In September, Smith attended the Armory Show in New York, where he planned to see “some other cool shows including Robert Colescott and Jammie Holmes.” The trip is funded from the Byron C. Cohen Award, established in the late dealer’s honor to fund travel to an art fair of an artist’s choice and administered through Charlotte Street.
“Right now,” Smith says, “everything that’s happened to me has caught me by surprise. I’m just humbled and honored by it all.”
Smith is a dedicated community activist. As busy as he is, he created and then donated a major 10 x 8-foot painting to the Kansas City Art Institute’s annual fundraising auction for student scholarships. He also organized and hosted an exhibit and sale at his studio space for Trey Loomis, a physically disadvantaged artist who was Smith’s student when he taught at Paseo Academy.

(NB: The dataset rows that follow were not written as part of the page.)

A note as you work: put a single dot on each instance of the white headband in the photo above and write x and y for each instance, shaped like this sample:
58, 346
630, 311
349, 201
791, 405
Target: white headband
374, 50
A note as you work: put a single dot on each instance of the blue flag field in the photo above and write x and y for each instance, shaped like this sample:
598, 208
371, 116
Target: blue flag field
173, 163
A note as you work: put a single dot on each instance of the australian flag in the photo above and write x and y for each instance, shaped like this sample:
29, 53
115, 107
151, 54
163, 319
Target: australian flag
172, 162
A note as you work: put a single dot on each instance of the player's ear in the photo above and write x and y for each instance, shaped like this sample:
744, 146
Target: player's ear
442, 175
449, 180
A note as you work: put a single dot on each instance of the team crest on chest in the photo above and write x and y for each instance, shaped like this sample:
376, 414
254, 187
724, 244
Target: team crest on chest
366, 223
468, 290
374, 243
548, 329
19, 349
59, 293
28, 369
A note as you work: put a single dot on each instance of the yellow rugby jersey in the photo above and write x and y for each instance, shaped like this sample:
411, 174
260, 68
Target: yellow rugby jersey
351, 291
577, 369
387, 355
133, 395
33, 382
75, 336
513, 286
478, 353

In the recent past, Smith received a one-person show at the Nerman Museum of Contemporary Art, which included text by the poet Glenn North. His paintings were also part of critically important regional group exhibits at The Nelson-Atkins Museum of Art, the Leedy-Voulkos Art Center, the Carter Art Center, the Stocksdale Gallery at William Jewell College and the Epsten Gallery at Village Shalom. Through Dec. 10, he is exhibiting new paintings at the Kansas City Art Institute’s H&R Block Artspace, as part of the “2022 Charlotte Street Visual Artist Awards” exhibition.
Smith’s paintings have great visual power; they are an unforgettable, unique mix of pain and love and anger. He is constantly processing what it means to grow up as a Black man in America, and his art reflects his unflinching and personal findings. His maturity as an artist reflects his self-knowledge.
“A lot of us grew up with stern parents,” Smith says, “and especially as you get older you understand why our parents were that way. They were trying to protect us. If you process that (knowledge) correctly, you get hindsight. It can make you a better person.”
Another important art form for Smith is his writing (he contributes regularly to “KC Studio”). He writes every night and has for years. He is in the process of completing a group of science fiction short stories that deal with technology and time travel. They will one day, undoubtedly, be in print.
“I work intuitively. I have the same feeling when I write as I do when I paint,” Smith says. “My inspiration always comes from the same source.”